Un altro fraintendimento ricorrente, smontato da Maurizio Viroli in questo interessantissimo volumetto che cade nel 500° anniversario della pubblicazione de Il Principe (con la Divina Commedia uno dei testi italiani più letti al mondo ma anche uno dei più fraintesi, chiosiamo) è che l’opera più famosa dello scrittore fiorentino, che amabilmente conversava con Guicciardini (tra i pochi che gli furono sempre vicino anche negli anni bui del suo esilio), con uomini politici potentissimi, papi e cardinali, sia un trattato di scienza politica mentre in realtà è una infiammata orazione, in perfetto stile rinascimentale e nutrita delle molte letture classiche dell’autore, scritta per risvegliare l’orgoglio di menti e cuori e spingere gli uomini ad agire. Machiavelli fu un realista fantasioso, come scrive efficacemente Viroli. La sua teoria politica era fondata sulla Storia. E la sua concezione della Storia era pessimista e quasi precorre le teorie del Vico. La guerra è per Machiavelli il male supremo ma talvolta necessaria quando è in gioco il destino di un popolo.

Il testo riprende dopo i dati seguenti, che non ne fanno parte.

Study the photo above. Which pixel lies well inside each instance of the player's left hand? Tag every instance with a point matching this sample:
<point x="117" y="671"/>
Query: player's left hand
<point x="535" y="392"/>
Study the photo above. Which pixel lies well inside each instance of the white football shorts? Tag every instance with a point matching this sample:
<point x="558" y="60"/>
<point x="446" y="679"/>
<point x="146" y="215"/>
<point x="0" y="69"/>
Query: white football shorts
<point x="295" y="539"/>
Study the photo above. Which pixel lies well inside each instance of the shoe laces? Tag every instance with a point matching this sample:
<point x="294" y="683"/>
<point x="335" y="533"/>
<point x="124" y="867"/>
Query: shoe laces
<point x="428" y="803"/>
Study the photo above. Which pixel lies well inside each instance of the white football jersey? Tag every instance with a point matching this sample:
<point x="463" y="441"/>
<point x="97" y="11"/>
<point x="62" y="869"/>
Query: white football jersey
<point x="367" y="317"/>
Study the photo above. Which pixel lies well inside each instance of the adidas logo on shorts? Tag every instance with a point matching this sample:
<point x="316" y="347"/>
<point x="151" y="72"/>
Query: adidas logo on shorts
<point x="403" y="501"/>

Pagine così intense e amare condite di amor patrio (scrisse che la salvezza della patria era più importante di quella della sua anima), contro le ingerenze straniere che umiliavano Firenze e l’Italia (i suoi più grandi amori), per lui, indefesso ammiratore del repubblicano Savonarola, forse si ritrovano solo in certi scritti dei più tardi Alfieri e Leopardi. Senza mezzi termini Machiavelli indica nella Chiesa di Roma una delle cause della disgregazione politica italiana e della sua decadenza; fu caustico contro gli uomini di chiesa e i loro cortigiani e riconoscendo il valore delle religioni antiche, in particolare quella pagana come cemento dei valori dello Stato, aborriva la cristianità corrotta dal cattolicesimo che esalta l’ozio e la debolezza e ha distrutto l’amore per la libertà consegnando i popoli a uomini malvagi.

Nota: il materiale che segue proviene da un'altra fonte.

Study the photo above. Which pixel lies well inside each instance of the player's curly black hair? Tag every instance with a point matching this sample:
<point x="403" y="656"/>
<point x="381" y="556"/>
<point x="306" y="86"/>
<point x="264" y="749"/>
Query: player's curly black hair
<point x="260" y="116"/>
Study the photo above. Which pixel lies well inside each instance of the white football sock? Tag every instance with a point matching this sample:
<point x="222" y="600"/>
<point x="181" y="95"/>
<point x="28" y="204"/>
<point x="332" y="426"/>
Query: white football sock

Questo libro ci stimola a riconsiderare la figura di Machiavelli, che fu certamente figlio del suo tempo e se credeva all’influsso degli astri, della fortuna e della Divinità nelle vicende umane era pronto a scommettere che gli esseri umani hanno sempre un ruolo nel determinare il proprio destino. Ci induce anche a ripensare alla sua laicità politicamente intesa come arte del possibile scevra da sovrastrutture e libera da imperativi precostituiti, ad imparare umilmente dagli antichi se non altro per non ripeterne gli errori e a non pensare alla politica come una scienza esatta all’altare della quale sacrificare uomini e ideali. Il fatto che nel 1559 tutte le opere di Nicolò Machiavelli vengano inserite nell’Indice dei libri proibiti non può che essere un ulteriore titolo di merito postumo per il Nostro, le cui analisi sono ancora oggi lucidissime e necessarie a interpretare il travaglio del nostro, come del suo, tempo.